While CMF regimen largely has been substituted with other protocols nowadays, it seems that there are many different options for chemotherapy of node positive breast cancer patients(4). However, very few numbers of these regimens have been compared together in a controlled clinical trial. Thus, selection of the best treatment is obscure and as a result, there are broad-spectrum standards of therapy in USA, Europe and Canada (5-8).
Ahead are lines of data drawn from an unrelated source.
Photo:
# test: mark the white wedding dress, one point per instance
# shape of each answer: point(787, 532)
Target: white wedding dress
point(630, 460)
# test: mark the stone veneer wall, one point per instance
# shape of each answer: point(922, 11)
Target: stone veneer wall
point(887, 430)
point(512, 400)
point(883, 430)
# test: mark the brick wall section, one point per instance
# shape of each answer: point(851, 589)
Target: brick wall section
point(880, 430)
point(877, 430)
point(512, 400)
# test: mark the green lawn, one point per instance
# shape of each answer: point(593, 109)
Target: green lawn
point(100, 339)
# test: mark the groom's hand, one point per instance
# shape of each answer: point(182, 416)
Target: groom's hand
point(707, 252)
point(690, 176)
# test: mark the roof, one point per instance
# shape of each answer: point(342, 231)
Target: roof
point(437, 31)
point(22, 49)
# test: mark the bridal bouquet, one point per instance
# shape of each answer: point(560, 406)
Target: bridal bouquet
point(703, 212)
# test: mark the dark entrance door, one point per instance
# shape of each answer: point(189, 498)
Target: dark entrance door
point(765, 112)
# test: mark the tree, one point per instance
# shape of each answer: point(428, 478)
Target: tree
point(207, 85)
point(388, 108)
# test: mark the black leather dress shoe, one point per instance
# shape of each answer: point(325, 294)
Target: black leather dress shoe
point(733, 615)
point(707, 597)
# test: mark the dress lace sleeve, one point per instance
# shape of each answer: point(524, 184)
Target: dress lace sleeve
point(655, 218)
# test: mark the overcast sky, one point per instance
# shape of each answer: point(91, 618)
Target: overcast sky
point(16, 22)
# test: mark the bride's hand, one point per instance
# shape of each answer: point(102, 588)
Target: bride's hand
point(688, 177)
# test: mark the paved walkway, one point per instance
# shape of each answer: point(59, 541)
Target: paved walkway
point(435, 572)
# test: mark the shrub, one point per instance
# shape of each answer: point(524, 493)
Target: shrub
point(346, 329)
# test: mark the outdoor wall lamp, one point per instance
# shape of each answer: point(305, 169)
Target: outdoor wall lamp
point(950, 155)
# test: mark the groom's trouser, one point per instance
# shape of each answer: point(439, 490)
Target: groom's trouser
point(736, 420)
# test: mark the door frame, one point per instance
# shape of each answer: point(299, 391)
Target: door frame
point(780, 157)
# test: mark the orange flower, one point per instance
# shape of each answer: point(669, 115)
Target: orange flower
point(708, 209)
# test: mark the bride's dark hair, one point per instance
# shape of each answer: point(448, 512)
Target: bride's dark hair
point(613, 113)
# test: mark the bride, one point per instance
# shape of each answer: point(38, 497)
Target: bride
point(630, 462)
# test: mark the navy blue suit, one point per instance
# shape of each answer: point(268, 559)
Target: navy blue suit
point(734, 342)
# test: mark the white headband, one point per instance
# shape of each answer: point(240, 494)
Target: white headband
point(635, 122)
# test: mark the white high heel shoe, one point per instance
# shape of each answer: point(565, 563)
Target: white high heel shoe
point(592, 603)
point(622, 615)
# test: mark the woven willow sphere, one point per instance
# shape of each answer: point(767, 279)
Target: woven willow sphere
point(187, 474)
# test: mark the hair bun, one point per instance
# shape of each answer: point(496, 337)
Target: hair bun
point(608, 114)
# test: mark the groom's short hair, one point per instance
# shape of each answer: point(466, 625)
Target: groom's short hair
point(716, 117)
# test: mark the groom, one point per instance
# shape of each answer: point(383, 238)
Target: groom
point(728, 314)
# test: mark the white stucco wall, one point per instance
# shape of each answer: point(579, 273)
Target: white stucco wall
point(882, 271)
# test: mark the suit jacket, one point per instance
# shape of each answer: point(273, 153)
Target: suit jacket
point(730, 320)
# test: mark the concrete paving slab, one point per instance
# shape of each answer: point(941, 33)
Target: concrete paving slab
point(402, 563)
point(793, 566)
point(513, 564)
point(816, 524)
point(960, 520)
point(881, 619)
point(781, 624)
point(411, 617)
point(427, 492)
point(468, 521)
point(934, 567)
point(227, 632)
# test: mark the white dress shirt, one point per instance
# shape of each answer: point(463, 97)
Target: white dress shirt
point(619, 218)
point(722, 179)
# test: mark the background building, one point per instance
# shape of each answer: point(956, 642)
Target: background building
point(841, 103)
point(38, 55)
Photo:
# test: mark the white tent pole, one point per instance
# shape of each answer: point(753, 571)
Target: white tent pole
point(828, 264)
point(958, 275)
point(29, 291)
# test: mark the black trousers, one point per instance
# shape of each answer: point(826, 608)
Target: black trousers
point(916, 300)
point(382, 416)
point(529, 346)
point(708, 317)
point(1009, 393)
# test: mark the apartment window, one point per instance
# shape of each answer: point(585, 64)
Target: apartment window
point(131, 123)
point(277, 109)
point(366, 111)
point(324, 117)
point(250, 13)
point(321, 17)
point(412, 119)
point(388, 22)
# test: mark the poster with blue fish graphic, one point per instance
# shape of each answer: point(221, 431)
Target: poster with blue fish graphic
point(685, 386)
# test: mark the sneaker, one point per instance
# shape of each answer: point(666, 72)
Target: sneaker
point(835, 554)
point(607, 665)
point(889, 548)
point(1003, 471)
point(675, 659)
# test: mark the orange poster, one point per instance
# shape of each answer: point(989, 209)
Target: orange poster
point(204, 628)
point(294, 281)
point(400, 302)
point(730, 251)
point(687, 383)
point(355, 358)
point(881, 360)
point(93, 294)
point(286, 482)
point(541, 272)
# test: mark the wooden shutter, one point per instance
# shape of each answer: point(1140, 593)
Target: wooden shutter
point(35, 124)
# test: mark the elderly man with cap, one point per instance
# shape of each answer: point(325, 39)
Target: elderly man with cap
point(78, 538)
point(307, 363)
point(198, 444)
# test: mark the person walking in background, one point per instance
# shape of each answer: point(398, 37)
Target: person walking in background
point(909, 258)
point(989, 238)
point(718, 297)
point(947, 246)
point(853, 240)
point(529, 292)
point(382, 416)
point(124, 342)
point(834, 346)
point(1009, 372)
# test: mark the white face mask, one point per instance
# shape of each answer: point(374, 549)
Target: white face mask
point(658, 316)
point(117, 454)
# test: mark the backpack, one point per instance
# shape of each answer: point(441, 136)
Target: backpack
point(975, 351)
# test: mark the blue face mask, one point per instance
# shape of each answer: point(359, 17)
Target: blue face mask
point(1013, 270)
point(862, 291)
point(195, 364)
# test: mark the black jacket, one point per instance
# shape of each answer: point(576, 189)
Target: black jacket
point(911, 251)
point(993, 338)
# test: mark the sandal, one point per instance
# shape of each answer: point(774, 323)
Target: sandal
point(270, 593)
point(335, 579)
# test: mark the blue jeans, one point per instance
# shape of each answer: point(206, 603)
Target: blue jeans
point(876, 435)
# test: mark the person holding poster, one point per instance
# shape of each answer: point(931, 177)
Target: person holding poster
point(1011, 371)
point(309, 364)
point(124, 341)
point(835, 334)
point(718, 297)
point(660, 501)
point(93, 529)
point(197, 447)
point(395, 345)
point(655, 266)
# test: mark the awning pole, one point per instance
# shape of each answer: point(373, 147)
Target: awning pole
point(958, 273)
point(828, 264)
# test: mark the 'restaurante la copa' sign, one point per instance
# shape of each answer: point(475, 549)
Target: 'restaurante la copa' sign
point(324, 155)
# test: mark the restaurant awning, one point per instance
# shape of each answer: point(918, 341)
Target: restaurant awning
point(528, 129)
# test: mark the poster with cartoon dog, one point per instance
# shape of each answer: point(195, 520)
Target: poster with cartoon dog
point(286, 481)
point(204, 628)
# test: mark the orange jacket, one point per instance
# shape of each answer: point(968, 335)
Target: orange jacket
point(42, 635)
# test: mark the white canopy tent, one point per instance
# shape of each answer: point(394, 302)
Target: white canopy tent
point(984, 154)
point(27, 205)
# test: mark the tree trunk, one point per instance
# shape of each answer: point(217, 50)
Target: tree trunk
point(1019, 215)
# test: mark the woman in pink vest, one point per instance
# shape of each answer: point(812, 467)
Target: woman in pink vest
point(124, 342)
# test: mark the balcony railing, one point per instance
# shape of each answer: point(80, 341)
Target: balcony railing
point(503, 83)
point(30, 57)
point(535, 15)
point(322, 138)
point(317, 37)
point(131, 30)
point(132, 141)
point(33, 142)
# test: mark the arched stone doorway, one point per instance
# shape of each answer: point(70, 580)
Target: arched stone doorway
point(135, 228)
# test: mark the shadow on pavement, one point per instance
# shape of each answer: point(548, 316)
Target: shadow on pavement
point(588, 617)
Epirubicin rather than doxorubicin
The EBCTCG meta-analysis showed that about six cycles of anthracycline containing regimens significantly increased the survival rate compared to oral CMF, however, most trials investigated the standard doses of anthracycline, did not show this superiority in disease free survival and overall survival(9).
On the other hand, many more trials such as The Cancer and Leukemia Group B (CALGB) 9344, CALGB 8541 and National Surgical Adjuvant Breast and Bowel Project (NSABBP) B22 established that increasing doses of doxorubicin did not lead to significant improvement in survival compared to standard doses(10-14).
Meanwhile, at least three studies that applied escalated doses of epirubicin regimens, the Belgian Study (15,16), the National Cancer Institute of Canada MAS (17,18) study and the French Adjuvant Study Group (FASG) 05 (19,20) demonstrated increasing in survival rates whereas one small study that compared high doses of epirubicin with CMF did not achieve a same conclusion in high risk premenopausal patients (21).
In spite of the fact that equimolar doses of these two drugs act similarly in advanced diseases, higher doses of epirubicin have better outcome than standard dose of anthracycline regimen and escalated doses of doxorubicin regimen in adjuvant setting. To make a point, it may conclude that epirubicin is more preferred in adjuvant setting compared to doxorubicin at escalated doses.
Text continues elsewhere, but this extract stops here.